# Live Code Lab - Data Science Introduction

## Register for Data Science Leaderboards
Before beginning the Live Code Lab Quiz, please sign up for the Data Science Leaderboard.

Once you create a username and password and then sign up via the jupyter notebook, your username will appear in the leaderboard below:

- http://ds-leaderboards.com

Feel free to work in groups of 1, 2, or 3. The team with the highest rank at the end of the lab will receive an OZK Labs sponsored prize!

In [None]:
# Imports
import pandas as pd
import numpy as np

# API Used to interact with leaderboard app
import api.Leaderboard as leaderboard

### Please Enter Your Desired Username and Password Below:

In [None]:
username = 'dannydk6'
password = 'super'

leaderboard.signup(username=username,password=password)

## Part 1
The following code loads the olympics dataset (olympics.csv), which was derrived from the Wikipedia entry on [All Time Olympic Games Medals](https://en.wikipedia.org/wiki/All-time_Olympic_Games_medal_table), and does some basic data cleaning. 

The columns are organized as # of Summer games, Summer medals, # of Winter games, Winter medals, total # number of games, total # of medals.

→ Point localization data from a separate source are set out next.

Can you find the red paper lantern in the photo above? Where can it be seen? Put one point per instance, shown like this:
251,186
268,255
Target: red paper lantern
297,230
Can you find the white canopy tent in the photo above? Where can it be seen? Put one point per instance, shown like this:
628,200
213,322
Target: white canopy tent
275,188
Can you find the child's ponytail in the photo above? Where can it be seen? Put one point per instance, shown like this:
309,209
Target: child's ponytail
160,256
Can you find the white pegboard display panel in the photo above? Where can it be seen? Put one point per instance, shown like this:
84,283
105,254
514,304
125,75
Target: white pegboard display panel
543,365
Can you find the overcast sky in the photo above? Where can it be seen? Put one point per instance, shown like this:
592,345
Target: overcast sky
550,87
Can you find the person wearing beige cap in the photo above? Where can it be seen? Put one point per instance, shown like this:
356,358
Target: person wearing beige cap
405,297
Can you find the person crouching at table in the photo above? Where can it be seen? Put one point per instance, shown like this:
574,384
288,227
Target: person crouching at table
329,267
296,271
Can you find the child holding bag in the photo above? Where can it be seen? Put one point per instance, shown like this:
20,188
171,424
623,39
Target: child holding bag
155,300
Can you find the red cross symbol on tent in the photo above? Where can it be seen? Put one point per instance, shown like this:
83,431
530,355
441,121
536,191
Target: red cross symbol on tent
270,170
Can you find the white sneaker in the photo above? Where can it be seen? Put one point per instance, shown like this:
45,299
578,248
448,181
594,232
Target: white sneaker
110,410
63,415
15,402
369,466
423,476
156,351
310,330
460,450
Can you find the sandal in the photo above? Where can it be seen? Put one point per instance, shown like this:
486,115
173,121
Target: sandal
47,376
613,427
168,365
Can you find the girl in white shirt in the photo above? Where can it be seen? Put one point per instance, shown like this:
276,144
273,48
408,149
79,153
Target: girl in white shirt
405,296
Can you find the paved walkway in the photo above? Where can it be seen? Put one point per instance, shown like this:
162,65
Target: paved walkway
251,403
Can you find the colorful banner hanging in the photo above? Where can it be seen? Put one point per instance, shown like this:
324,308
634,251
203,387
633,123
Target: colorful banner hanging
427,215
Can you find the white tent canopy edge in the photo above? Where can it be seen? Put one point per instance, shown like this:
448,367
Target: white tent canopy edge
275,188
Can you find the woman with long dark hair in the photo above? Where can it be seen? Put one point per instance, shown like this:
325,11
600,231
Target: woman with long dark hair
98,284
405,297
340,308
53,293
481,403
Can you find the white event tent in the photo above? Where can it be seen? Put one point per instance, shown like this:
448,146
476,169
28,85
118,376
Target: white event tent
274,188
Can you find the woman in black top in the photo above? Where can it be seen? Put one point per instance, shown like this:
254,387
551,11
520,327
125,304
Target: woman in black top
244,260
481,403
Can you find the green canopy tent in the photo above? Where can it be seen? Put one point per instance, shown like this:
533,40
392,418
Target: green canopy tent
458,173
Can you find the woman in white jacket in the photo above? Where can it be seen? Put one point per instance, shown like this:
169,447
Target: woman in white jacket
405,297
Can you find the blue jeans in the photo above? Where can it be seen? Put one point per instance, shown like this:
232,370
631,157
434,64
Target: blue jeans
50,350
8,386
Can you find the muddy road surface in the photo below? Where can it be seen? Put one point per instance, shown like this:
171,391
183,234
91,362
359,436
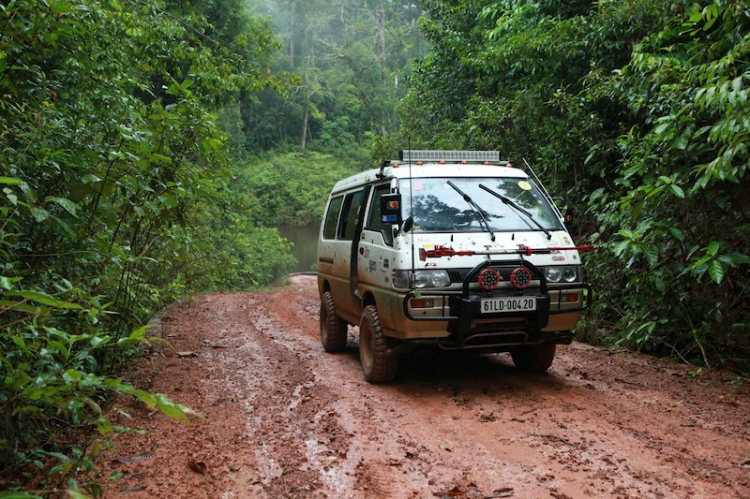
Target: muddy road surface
282,418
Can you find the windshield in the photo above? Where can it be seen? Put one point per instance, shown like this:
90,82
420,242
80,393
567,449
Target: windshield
439,207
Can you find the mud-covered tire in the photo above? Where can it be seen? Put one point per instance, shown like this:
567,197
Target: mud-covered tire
378,364
332,328
537,358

Use this dataset to answer the questions below.

In [None]:
import pandas as pd

df = pd.read_csv('csv/olympics.csv', index_col=0, skiprows=1)

for col in df.columns:
    if col[:2]=='01':
        df.rename(columns={col:'Gold'+col[4:]}, inplace=True)
    if col[:2]=='02':
        df.rename(columns={col:'Silver'+col[4:]}, inplace=True)
    if col[:2]=='03':
        df.rename(columns={col:'Bronze'+col[4:]}, inplace=True)
    if col[:1]=='№':
        df.rename(columns={col:'#'+col[1:]}, inplace=True)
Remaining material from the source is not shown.